Governing body for equestrian sports in India

The Equestrian Federation of India is the governing body for equestrian sports in India.

==History==
Most civilians could not afford to own horses in the period following India's independence, and equestrian sports were primarily practiced by Indian Army officers. The Army re-established several major horse shows across the country that had been halted during World War II. In 1950s, the Army began seeking opportunities to send riders to compete at international events. However, all international competitions were conducted by the Fédération Équestre Internationale (FEI) which required participating riders to be sent by national federations. As India did not have such a federation, the Army established the Equestrian Federation of India (EFI) in 1967. General P.P. Kumaramangalam, Major General R.K.R. Balasubramanian, and several senior army officers are credited with setting up the EFI. The Federation held its first meeting on 14 March 1967 and officially proclaimed "the birth of the national Equestrian Federation of India" and defined its objectives. One of the EFI's urgent tasks was to "promote equine breeding and care and management of equines" as the Partition of India had resulted in the loss of West Punjab, the best horse breeding territory in British India, to Pakistan. The EFI became affiliated with FEI in 1971.

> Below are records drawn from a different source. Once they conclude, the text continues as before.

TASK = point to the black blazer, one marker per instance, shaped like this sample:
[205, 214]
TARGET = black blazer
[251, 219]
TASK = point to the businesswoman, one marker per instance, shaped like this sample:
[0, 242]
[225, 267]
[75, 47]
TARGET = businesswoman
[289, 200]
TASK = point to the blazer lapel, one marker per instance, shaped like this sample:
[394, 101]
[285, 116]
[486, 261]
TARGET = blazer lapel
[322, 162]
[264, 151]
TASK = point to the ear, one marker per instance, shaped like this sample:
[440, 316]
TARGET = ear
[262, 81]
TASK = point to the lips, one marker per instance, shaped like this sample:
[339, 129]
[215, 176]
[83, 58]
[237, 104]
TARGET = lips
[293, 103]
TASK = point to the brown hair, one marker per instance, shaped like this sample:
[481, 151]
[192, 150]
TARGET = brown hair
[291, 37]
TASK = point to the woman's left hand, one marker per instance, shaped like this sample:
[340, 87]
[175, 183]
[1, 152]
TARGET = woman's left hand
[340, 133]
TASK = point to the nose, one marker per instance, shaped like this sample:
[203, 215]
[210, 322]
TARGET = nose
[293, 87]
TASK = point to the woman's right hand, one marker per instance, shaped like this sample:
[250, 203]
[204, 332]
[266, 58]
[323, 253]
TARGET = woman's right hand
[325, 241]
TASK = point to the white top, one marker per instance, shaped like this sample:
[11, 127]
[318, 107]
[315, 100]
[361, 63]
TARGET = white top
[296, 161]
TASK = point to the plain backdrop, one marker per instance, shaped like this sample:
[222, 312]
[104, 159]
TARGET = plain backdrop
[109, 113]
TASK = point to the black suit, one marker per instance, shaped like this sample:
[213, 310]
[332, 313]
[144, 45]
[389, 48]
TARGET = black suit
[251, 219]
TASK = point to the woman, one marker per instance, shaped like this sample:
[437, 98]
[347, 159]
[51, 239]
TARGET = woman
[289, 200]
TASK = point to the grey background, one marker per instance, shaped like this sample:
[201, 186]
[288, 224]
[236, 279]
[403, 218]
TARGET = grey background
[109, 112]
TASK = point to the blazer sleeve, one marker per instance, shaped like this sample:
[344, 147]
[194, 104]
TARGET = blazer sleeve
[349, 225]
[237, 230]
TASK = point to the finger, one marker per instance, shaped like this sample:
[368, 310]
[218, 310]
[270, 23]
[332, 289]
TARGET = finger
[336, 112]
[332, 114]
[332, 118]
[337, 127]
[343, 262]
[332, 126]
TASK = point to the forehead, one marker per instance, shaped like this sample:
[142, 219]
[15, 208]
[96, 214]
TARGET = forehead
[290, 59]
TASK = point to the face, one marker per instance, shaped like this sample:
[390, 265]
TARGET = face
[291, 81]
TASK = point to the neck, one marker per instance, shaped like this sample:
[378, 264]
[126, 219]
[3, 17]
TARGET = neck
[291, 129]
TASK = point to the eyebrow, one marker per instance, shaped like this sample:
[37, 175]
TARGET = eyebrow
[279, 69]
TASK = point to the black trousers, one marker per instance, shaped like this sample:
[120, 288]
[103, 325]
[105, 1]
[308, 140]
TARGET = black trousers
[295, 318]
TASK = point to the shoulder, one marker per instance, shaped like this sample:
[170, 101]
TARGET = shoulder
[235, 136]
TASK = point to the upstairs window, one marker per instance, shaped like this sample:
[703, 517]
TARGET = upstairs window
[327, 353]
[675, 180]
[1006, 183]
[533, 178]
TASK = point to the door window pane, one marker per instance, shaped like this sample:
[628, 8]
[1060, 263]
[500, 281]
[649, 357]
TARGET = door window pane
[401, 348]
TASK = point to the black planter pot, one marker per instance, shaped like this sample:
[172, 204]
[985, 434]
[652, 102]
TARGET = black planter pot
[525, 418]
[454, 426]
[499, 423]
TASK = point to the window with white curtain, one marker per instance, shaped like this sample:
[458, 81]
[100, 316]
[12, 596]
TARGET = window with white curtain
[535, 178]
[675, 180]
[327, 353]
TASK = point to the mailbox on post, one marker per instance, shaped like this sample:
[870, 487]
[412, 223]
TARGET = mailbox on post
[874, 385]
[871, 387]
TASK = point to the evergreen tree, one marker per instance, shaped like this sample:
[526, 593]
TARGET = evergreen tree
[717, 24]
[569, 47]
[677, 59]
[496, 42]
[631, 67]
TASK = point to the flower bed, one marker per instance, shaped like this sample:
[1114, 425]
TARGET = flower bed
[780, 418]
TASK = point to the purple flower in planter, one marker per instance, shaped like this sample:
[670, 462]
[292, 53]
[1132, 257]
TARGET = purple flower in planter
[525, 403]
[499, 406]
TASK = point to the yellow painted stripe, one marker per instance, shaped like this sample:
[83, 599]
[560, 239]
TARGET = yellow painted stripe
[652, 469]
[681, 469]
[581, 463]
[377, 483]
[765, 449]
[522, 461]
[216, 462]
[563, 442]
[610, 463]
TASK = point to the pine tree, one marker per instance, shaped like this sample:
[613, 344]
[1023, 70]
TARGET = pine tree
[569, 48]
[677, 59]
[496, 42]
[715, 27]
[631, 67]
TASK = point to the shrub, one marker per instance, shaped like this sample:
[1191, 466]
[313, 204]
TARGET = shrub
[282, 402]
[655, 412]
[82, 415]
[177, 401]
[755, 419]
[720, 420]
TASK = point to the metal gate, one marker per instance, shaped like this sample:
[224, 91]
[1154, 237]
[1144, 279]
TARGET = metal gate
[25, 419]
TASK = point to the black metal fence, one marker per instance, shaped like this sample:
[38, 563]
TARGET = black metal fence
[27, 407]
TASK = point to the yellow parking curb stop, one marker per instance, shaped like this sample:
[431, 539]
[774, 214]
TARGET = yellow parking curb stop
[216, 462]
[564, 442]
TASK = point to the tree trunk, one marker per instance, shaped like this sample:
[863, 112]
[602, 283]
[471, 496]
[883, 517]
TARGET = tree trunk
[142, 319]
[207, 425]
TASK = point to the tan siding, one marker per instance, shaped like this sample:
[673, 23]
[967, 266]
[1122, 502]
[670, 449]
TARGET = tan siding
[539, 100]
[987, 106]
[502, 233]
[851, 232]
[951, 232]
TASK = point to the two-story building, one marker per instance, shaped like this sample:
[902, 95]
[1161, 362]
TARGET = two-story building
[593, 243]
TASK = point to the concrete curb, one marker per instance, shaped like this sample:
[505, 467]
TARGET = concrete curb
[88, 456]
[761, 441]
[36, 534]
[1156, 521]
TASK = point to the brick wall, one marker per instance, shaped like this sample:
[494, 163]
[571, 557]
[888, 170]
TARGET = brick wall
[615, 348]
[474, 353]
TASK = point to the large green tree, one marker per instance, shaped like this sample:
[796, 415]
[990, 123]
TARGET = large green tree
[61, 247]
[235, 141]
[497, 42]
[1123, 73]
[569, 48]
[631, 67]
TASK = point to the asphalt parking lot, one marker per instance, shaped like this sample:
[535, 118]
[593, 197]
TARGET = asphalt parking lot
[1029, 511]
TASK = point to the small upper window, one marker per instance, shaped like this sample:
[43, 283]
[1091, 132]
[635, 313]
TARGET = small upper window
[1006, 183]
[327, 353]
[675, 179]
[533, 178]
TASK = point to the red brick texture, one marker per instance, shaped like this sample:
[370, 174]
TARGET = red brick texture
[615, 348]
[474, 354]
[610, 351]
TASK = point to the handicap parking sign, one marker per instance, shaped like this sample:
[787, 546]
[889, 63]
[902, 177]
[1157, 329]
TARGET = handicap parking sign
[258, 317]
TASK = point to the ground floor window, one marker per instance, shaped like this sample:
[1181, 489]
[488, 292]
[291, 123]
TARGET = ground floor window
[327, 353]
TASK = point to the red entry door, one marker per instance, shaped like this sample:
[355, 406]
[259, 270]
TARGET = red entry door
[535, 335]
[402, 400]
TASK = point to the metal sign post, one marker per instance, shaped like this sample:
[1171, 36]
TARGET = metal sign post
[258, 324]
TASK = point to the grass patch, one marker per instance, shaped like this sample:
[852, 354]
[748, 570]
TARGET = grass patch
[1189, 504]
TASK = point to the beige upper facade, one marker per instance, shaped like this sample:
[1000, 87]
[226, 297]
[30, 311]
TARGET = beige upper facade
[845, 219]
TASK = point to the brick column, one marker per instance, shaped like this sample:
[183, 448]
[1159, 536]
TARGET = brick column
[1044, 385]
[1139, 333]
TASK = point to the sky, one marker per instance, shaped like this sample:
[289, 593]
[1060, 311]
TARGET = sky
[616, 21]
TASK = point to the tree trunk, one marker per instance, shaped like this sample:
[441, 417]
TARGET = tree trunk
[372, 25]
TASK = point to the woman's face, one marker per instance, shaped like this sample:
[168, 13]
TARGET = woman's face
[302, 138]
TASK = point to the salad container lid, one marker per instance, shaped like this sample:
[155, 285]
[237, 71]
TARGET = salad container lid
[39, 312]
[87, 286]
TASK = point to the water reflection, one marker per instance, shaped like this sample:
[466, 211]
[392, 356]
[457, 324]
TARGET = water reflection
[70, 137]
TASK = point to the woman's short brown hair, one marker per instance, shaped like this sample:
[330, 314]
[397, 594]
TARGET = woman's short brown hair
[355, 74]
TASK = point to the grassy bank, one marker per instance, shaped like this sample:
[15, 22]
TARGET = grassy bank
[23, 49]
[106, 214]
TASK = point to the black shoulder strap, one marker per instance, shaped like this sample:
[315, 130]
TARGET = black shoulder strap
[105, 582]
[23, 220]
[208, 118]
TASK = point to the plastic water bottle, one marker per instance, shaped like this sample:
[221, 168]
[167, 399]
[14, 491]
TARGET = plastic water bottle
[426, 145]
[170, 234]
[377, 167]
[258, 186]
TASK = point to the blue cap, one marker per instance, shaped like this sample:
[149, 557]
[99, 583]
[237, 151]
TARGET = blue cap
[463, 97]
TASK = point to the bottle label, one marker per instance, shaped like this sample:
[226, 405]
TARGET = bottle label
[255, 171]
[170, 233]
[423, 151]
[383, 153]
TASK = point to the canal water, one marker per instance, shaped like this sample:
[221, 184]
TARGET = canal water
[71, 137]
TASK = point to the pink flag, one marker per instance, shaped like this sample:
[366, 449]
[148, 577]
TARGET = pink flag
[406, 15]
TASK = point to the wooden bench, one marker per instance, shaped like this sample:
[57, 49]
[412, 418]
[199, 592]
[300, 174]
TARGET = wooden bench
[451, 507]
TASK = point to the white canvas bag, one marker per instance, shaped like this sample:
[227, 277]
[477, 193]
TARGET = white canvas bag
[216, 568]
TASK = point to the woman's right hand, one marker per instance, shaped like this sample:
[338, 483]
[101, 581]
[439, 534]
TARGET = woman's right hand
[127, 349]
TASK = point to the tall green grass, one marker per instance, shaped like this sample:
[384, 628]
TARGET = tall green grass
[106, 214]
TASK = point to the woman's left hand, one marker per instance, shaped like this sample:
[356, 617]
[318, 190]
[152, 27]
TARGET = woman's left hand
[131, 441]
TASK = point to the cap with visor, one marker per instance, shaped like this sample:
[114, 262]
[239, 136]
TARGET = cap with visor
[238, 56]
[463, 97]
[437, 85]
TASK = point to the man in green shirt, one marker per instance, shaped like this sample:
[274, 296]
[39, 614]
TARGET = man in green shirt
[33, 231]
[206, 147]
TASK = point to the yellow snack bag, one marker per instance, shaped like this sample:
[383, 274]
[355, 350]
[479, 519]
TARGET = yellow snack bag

The EFI played an important role in establishing the Asian Equestrian Federation in 1978. The EFI convinced both Indian government officials and FEI to introduce equestrian events at the 1982 Asian Games which were to be hosted in India. Keen to develop equestrian sports in the country, FEI Secretary General Fritz O. Widmer agreed to the request and asked the EFI to host show jumping, eventing, and dressage competitions at the 1982 Asian Games. The EFI agreed to hold the show jumping and eventing competitions but stated that it did not have enough experience to host the dressage competition. Instead, the EFI proposed a new event called tent pegging and drafted rules for the competition which was approved by FEI. Equestrian sports (show jumping, eventing and tent pegging) were included for the first time at the 1982 Asian Games.